What he discovered was that if two numbers very close together were plugged into the same formula, it did not require a large number of repetitions of the formula for the values to be quite far removed from one another. This kind of behavior had been known to occur experimentally in nonlinear phenomena but Feigenbaum's results were the closest to a theoretical model that anyone had come. So far at least, however, there was not much by way of explanation of why nonlinear equations should behave this way.

In 1975 Feigenbaum heard a talk by the mathematician Stephen Smale, who had already contributed to both pure and applied mathematics. Putting Smale's theoretical work together with his own observations led Feigenbaum to an intense period of work in the spring of 1976, during which he studied with care the behavior of large numbers of values when treated with repeated applications of the same simple but nonlinear equations. The pictures that emerged from studying the behavior of the values convinced Feigenbaum that they reflected how nonlinear systems behaved.

Although he had always been interested in numbers and calculations, the work that Feigenbaum was doing and the discoveries that he was making were not readily accepted as mathematics by the mathematical community. At the same time, because he seemed to be studying computations themselves and not their physical significance, it was not always clear to physicists that he was doing physics. A new branch of science emerged, situated somewhere on the border of mathematics and physics with a heavy dose of computer science. The name attached to the new domain was "chaos theory," referring to the apparently disordered behavior of nearby points. The moral of the new subject, however, was that the chaos was only apparent and gave rise to patterns of regularity when studied more generally.

The pictures that Feigenbaum generated turned out to have the feature of looking the same at different scales. Mathematical curves with this property had been given the name "fractals" and had received some attention earlier in the 20th century. As a result, Feigenbaum was able to use some of the work done earlier to describe the patterns that he had discovered. At the same time his work gave a great impetus to the mathematical study of fractals, and mathematicians followed in Feigenbaum's footsteps. Feigenbaum's reluctance to spend time looking for proofs of his results left mathematicians with plenty to do, and Oscar Lanford III supplied some of the fundamental proofs for chaos theory in 1979.
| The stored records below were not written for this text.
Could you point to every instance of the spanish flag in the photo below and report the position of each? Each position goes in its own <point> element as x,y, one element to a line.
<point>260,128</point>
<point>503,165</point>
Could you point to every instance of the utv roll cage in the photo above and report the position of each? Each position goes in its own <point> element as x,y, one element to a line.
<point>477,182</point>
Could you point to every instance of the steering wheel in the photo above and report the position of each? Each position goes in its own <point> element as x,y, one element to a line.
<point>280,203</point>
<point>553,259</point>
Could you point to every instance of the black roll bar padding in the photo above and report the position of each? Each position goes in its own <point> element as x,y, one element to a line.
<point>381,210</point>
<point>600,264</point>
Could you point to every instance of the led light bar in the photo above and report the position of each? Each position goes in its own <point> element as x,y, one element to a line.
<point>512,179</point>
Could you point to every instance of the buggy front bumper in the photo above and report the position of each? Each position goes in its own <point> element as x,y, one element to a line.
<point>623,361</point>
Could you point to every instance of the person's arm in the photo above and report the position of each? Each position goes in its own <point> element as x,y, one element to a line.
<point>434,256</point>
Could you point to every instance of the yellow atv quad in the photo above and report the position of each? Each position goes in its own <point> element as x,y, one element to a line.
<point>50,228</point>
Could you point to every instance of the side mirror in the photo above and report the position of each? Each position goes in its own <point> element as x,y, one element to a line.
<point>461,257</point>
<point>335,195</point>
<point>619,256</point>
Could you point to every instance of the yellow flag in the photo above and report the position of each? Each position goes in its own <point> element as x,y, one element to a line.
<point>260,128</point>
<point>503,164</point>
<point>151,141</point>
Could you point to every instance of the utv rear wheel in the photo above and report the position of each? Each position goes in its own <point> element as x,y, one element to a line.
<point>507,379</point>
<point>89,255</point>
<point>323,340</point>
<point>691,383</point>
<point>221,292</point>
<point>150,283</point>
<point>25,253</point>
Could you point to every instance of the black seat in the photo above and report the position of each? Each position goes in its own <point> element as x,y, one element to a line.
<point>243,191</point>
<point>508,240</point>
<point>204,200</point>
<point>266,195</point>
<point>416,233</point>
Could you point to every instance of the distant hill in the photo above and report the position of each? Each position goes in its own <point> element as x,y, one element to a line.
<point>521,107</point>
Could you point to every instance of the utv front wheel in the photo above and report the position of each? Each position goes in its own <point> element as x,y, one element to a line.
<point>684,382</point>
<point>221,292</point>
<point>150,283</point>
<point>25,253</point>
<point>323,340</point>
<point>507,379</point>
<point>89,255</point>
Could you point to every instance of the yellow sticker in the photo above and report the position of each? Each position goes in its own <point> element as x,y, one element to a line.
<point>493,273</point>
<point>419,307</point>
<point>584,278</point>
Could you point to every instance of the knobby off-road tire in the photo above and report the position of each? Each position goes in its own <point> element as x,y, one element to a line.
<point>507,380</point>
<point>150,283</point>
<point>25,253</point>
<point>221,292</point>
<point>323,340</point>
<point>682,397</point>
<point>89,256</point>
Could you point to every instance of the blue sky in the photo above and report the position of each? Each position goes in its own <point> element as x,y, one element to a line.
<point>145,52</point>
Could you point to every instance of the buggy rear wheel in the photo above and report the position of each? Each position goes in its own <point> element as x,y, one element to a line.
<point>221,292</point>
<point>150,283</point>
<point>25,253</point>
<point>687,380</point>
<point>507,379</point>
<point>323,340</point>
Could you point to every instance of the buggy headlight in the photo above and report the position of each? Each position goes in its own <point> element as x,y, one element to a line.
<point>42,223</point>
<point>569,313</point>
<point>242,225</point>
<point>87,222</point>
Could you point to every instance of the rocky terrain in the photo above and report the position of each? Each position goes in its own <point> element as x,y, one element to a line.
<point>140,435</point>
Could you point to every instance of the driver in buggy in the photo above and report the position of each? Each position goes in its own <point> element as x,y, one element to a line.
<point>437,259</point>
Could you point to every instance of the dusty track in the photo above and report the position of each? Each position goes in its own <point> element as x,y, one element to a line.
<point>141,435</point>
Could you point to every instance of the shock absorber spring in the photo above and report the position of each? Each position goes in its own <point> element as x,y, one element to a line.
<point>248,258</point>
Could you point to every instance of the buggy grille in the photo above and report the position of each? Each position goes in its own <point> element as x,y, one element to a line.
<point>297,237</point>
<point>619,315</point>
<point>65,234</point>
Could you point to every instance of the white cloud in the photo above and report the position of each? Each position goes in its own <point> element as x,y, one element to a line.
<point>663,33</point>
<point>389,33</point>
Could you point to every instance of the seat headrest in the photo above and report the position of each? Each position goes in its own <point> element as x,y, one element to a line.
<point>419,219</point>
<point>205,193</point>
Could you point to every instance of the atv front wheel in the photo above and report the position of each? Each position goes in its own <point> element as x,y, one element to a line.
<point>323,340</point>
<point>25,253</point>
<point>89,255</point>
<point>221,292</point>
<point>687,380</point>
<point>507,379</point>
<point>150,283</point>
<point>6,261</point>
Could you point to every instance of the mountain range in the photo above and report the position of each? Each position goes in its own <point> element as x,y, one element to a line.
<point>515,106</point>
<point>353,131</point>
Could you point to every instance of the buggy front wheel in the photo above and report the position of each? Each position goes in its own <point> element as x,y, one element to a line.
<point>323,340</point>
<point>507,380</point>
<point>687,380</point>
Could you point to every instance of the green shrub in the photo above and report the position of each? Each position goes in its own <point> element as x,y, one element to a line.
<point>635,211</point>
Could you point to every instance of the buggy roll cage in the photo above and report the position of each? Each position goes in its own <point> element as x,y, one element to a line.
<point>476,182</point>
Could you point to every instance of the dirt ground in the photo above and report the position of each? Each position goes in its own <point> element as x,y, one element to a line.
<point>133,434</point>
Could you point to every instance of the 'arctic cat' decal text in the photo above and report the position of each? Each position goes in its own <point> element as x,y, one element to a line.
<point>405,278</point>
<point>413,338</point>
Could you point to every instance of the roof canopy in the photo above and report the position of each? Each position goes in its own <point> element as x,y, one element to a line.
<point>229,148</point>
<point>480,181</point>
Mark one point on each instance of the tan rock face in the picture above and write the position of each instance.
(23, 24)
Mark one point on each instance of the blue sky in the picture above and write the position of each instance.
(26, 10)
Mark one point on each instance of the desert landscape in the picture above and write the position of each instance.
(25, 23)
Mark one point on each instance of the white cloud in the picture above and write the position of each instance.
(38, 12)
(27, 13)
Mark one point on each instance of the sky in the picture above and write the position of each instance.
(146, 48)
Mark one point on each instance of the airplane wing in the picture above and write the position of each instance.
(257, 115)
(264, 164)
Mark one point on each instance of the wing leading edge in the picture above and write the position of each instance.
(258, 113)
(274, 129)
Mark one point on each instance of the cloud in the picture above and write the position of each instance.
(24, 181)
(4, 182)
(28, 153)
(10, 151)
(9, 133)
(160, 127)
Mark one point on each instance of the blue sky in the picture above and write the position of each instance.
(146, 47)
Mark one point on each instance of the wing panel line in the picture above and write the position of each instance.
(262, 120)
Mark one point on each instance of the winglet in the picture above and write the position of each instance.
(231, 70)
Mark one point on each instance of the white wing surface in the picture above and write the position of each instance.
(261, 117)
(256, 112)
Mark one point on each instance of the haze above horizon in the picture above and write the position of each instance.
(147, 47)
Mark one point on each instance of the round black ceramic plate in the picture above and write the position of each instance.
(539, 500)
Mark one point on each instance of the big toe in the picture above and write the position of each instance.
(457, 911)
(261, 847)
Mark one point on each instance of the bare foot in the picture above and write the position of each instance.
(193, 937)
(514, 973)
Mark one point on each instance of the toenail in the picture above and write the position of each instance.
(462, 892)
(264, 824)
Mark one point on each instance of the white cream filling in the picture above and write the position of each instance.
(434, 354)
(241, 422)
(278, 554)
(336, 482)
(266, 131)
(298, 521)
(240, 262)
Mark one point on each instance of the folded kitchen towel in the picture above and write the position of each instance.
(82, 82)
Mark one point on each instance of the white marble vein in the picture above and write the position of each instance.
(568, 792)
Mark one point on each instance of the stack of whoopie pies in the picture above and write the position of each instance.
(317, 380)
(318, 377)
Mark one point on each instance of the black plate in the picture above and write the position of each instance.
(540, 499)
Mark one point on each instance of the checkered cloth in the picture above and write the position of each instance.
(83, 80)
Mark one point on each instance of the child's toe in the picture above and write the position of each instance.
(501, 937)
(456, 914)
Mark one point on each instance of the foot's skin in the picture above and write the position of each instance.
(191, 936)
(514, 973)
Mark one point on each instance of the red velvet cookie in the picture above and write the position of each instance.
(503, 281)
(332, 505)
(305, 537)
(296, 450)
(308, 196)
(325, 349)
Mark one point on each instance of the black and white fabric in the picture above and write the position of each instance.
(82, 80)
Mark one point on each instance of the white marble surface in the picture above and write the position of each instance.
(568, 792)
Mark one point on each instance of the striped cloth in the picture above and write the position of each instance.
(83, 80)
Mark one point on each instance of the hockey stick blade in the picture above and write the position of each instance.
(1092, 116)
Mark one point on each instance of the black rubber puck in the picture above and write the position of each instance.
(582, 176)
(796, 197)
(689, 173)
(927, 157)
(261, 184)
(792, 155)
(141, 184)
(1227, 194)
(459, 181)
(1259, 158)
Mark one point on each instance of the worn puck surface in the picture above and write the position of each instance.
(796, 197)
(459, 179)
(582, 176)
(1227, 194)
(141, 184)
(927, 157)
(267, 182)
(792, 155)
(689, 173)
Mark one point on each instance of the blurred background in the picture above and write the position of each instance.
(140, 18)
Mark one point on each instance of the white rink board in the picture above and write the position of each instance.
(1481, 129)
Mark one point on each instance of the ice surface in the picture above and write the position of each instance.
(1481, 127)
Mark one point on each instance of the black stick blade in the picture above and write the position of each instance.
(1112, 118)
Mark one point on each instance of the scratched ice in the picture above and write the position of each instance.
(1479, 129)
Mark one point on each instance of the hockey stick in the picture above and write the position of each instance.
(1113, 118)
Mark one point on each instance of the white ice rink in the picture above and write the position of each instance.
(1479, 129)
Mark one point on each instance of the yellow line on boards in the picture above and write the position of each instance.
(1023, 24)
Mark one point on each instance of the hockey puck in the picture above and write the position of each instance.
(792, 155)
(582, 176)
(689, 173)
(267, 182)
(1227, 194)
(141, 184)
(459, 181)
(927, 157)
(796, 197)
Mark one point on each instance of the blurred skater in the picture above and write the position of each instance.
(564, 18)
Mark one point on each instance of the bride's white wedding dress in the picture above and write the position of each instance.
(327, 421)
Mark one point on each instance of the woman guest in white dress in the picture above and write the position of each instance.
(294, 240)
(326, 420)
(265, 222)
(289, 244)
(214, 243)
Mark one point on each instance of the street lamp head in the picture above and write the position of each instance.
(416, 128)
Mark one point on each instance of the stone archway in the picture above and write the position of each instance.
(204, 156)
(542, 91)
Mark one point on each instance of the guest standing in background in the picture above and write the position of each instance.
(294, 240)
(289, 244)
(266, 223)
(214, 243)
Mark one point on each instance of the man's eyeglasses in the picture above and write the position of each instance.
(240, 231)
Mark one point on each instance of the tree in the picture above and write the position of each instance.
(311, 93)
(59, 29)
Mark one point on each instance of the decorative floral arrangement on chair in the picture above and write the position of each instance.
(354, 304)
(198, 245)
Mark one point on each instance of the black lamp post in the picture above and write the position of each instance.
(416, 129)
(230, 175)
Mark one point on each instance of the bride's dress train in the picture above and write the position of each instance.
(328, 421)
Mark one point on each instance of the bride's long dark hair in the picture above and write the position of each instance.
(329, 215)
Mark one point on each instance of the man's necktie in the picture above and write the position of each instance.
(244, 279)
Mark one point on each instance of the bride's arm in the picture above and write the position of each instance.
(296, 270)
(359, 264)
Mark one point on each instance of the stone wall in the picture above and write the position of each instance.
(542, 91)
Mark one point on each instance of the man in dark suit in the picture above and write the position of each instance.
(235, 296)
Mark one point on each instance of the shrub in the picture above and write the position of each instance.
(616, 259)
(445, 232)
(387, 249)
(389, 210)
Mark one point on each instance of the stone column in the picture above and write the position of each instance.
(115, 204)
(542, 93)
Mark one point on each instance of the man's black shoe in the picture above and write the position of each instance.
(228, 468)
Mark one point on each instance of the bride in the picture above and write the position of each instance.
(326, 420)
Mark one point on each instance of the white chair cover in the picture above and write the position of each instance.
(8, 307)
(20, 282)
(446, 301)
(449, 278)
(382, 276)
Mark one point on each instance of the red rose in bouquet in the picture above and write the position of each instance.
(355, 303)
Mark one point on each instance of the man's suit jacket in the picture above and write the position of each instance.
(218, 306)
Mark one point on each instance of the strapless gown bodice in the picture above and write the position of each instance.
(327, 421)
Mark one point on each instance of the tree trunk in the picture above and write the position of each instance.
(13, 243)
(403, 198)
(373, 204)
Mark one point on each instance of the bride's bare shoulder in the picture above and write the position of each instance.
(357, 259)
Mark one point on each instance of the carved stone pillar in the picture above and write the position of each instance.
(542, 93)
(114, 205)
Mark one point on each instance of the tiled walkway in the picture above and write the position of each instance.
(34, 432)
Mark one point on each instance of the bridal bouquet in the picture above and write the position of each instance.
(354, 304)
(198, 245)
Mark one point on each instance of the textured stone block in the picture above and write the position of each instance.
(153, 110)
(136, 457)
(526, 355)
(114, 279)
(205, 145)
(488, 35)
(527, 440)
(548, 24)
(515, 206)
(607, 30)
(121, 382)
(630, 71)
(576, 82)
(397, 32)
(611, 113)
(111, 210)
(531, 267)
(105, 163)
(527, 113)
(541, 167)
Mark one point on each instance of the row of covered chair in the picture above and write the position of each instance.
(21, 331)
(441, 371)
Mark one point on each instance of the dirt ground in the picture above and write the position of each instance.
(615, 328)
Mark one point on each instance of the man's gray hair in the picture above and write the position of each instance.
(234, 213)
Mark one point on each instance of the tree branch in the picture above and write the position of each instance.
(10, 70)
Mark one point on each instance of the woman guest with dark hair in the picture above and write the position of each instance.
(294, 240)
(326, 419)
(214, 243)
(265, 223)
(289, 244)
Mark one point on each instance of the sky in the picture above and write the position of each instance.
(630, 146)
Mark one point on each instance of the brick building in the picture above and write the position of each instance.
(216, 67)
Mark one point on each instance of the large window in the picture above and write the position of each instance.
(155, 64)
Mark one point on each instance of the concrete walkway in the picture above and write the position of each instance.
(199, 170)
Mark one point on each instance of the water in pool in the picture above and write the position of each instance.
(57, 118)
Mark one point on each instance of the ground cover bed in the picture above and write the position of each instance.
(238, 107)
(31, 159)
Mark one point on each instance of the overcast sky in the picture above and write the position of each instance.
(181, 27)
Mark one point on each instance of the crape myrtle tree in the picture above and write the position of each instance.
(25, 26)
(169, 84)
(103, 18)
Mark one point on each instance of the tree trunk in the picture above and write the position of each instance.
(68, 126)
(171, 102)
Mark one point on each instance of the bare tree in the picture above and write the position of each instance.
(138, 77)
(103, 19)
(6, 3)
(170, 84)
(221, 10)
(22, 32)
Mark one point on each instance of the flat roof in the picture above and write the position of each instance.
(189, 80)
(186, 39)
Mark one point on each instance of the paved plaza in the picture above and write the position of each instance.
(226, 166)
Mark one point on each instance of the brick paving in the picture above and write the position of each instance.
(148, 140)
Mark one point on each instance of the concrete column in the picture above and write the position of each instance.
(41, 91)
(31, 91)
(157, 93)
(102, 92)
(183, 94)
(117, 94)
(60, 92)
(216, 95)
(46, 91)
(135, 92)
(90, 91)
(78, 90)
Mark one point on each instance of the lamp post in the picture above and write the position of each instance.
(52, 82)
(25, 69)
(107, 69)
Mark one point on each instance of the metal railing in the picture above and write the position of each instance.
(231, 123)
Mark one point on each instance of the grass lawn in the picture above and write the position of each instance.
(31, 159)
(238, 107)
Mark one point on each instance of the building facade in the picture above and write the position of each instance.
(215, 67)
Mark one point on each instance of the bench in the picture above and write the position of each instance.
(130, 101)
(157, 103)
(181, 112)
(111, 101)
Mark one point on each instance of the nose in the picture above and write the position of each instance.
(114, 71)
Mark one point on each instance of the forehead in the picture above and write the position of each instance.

Feigenbaum returned to Cornell University in 1982. He retained his ties to Los Alamos into the 1990s, but also took a position as professor of mathematics and physics at Rockefeller University in 1986. His accomplishments led to his spending time as a visiting researcher at the Institute for Advanced Study in Princeton and the French IHES. He and Benoit Mandelbrot of IBM share much of the credit for the study and popularization of chaos theory and fractals, although there is disagreement about exactly how the credit should be assigned. Further recognition came in the form of awards. He received a MacArthur foundation award in 1984 and a Wolf Foundation prize in physics in 1986.

Nonlinear phenomena (that is, events whose behavior seems to be governed by nonlinear equations) occur throughout nature. Among the best known applications is that of weather prediction, a proverbially inexact science. Chaos theory has not been able to bring about improvements in the ability to predict the weather, but it supplies a theoretical basis for the difficulties. Insofar as physics is about the quest for understanding, Feigenbaum's work is in the grand tradition of physics and has a universality that cuts across disciplines. His observations are at the heart of theoretical limitations to the predictive power of science.

## Further Reading on Mitchell Jay Feigenbaum

Much of the work by Feigenbaum remains either unpublished or in the form of journal articles, but there is an excellent chapter in James Gleick's book *Chaos* (1988) on Feigenbaum. It talks about both Feigenbaum's contributions to chaos theory and the way his personality is interwoven with the way he does science.